At a ceremony on Wednesday, May 26, 2021, Harvard University’s Graduate School of Arts and Sciences (GSAS) awarded the Centennial Medal to Marvin Kalb, AM ’53, Edward R. Murrow Professor of Practice, Emeritus, Harvard Kennedy School.
The critical importance of truth and ethics in American journalism has never been clearer—and Marvin Kalb, is one of the nation’s greatest standard-bearers of journalistic excellence and integrity. An expert on the impact of media on public policy and politics and founding director of the Shorenstein Center on Media, Politics and Public Policy at Harvard Kennedy School, Kalb began his distinguished career in journalism as the last correspondent personally hired by Edward R. Murrow; he served as chief diplomatic correspondent for the CBS Evening News with Walter Cronkite and later as moderator for NBC’s Meet the Press. He is currently Edward R. Murrow Professor of Practice, Emeritus, at Harvard Kennedy School, and has hosted The Kalb Report, a public broadcasting series on media ethics, for 26 years.
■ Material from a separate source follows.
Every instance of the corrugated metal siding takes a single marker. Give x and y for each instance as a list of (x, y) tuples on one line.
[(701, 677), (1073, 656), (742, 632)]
“For Marvin Kalb’s superlative leadership and advocacy for the highest standards of integrity, both as a journalist and as founding director of the Shorenstein Center on Media, Politics and Public Policy at Harvard Kennedy School,” said Emma Dench, dean of GSAS, “we are proud to award him the 2021 Centennial Medal.”
In the formal citation in honor of his award, key figures at the Shorenstein Center celbrated Kalb’s contributions to the Center, the Kennedy School, and the study of media, politics, and public policy:
Thomas Patterson, Bradlee Professor of Government and the Press at Harvard Kennedy School, characterizes Kalb as an extraordinary and inclusive leader. “Marvin had a broad vision of how a research center could strengthen journalism’s contribution to democracy, and he created programs dedicated to that purpose,” Patterson says. “He was unstinting in his belief that trust in the news media rested on its unwavering commitment to the highest standards of accuracy, fairness, and inclusiveness. I can’t imagine anyone better than Marvin to have been the founding director of the Shorenstein Center.”
Fittingly, a professorship has been established in Kalb’s honor at Harvard Kennedy School, with funding provided by the Ansary Foundation. Matthew Baum, the inaugural Marvin Kalb Professor of Global Communications, credits Kalb with setting the course of his career. “It was a paper of his, published by the Shorenstein Center, that inspired my doctoral dissertation, eventually leading to my presence here after it became my first book,” Baum explains. “I owe him my current position twice over.”
The Center’s current director, Nancy Gibbs, is grateful for Kalb’s early leadership in elevating and celebrating the core principles that define the free press. “The Shorenstein Center could not have the influence and impact it now enjoys without the strong foundation Marvin built,” Gibbs says. “Only someone with Marvin’s remarkable mix of brains and muscle and charm and sheer force of will could have created a center that so effectively bridged the theories of the academy with the practices of our newsrooms. Our mission during this very challenging period for democracy is to study, strengthen, and sustain the values that Marvin embodies.”